Он не намерен был мешать рыцарям показывать свое мастерство, но и сам собирался продемонстрировать свою силу и ловкость. На поле перед стенами Руддлана была врыта дюжина столбов в рост человека, на каждом из которых укрепили бечевкой по железному кольцу. Необходимо было, сидя без седла на коне, пущенном в галоп, собрать на пику как можно больше колец. Чтобы выполнить это нелегкое задание, требовалось в совершенстве управлять конем, хорошо сохранять равновесие и обладать недюжинной силой. Такое было по плечу немногим из рыцарей.
Что касается Рейна, то его тускло-черные дамасские латы были не чем иным, как призом, который он выиграл, исполняя именно этот трюк на одном из широко известных ристалищ Франции.
Он сразу пустил своего черного коня в галоп, направив вдоль ряда столбов, отклонившись на лошадиной спине назад и наружу по отношению к своей цели. Ноги его сжимали бока могучего животного, как железные тиски, рука с пикой была приподнята локтем вверх, чтобы острие оказалось направленным чуть книзу. Он хорошо знал, что, опусти он наконечник больше, чем требуется, тот рано или поздно вопьется в грунт, вывернув ему сустав плеча и сбросив на землю. Слишком высоко прицелившись, он мог опозорить себя, не попав ни в одно кольцо.
Он справился со своей задачей на диво. Да и могло ли случиться иначе, после всех этих тренировок украдкой, щедро оплаченных побоями? Снова и снова раздавалось негромкое бряцание, означавшее, что очередное кольцо надето на пику. Наконец под гром одобрительных криков пика Рейна подцепила последнее из них. Он поднял ее и потряс, отчего кольца зазвенели, как браслеты на руках цыганки.
Рейн поискал взглядом Арианну и увидел ее на краю ристалища. Он снова послал коня в бешеный галоп, опасный даже на оседланном животном. Ветер пел в ушах и развевал волосы, стук подков отдавался отдаленными раскатами, а Рейн сжимал ногами крутые конские бока и чувствовал, как мышцы ходуном ходят под кожей, как по жилам стремительно несется горячая кровь.
Арианна следила за его приближением. Она и не думала трогаться с места, хотя Рейн несся прямо на нее. Он свернул в самый последний момент, натянув поводья коня уже у нее за спиной. Остановленный на полном скаку, норовистый боевой конь встал на дыбы, храпя и грызя удила. Арианна подняла серовато-зеленые газа, так поразительно похожие на взбаламученную штормом морскую воду. Губы ее были приоткрыть», глаза округлены, но не от страха, а от радостного волнения. И от желания.

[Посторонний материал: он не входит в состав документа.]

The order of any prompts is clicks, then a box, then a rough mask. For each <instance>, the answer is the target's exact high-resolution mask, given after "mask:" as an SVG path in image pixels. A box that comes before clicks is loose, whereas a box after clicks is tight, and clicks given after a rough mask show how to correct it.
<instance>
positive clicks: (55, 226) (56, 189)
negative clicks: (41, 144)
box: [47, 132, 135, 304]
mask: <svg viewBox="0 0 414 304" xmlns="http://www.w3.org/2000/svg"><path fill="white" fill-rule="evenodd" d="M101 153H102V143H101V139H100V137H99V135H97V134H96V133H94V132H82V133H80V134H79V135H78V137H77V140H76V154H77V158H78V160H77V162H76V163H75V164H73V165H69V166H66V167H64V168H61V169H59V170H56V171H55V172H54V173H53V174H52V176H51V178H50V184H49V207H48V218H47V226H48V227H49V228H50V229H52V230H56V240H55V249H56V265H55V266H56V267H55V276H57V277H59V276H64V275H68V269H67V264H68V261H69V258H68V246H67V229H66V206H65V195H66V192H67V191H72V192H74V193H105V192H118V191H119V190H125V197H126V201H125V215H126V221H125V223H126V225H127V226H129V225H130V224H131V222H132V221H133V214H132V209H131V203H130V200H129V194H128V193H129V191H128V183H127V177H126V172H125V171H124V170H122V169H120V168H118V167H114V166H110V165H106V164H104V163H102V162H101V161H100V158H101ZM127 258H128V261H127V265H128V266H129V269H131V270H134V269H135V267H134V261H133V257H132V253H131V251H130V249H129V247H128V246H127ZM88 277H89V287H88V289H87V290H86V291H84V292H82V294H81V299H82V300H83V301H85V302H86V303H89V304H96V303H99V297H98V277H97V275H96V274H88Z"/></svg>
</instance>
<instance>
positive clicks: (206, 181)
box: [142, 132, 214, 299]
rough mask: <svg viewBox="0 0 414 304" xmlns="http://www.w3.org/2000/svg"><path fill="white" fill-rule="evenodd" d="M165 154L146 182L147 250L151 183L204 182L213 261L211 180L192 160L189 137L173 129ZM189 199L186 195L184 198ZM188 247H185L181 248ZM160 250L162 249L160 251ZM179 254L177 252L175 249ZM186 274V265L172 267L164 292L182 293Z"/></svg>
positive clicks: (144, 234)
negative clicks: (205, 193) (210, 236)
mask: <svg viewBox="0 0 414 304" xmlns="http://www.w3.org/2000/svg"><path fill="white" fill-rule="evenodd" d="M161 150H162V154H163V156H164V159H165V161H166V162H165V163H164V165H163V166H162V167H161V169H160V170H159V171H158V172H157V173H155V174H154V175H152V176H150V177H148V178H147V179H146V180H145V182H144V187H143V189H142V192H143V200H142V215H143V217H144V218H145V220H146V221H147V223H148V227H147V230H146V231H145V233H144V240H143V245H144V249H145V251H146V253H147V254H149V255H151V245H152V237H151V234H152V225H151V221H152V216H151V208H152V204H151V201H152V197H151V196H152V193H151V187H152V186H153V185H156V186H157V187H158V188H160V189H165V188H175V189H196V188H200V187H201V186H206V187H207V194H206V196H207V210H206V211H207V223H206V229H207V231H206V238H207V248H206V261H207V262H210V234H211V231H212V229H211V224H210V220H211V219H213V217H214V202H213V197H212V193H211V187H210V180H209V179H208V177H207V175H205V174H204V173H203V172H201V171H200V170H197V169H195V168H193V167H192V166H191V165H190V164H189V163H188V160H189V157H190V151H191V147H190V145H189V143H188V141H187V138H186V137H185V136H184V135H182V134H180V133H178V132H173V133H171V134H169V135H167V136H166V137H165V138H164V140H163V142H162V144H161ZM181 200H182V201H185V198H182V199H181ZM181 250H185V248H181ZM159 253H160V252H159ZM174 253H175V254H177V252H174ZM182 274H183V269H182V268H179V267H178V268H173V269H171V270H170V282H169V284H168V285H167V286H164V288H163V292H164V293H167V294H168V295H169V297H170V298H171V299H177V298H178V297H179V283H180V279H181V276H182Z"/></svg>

«Она без ума от страсти ко мне!» — подумал Рейн и почти улыбнулся. Арианна принадлежала ему, и для того, чтобы свести ее с ума от желания, любовный напиток Талиазина был не нужен. Но она так ни разу и не сказала, что любит его, а страсть... что ж, из страсти много женщин бросалось в его объятия. От Арианны он хотел большего.
Он спешился и бросил поводья подоспевшему пажу. Теперь, оказавшись так близко от жены, он видел, что у нее усталый вид, что щеки ее побледнели, а под глазами залегли темные тени. Он сообразил, что ночью, пока он отдыхал, Арианна почти не спала: Неста была нездорова и кашляла.
Неста! Стоило Рейну мысленно произнести имя дочери, как его наполняло ласковое тепло, словно он снова и снова возвращался домой издалека.
— Как наша девочка? — спросил он и положил руку Арианне на шею, под волосы, чтобы ласково погладить ее там.
Она слегка запрокинула голову и потерлась затылком о его руку, потом искоса глянула на него и улыбнулась. Она не всегда улыбалась так, как сейчас. Только после той ночи в кольце мейнхирион ее улыбка стала ласковой, открытой и незащищенной. Рейн тепло улыбнулся, чувствуя, как к глазам от нежности подступают слезы, что вовсе не пристало рыцарю.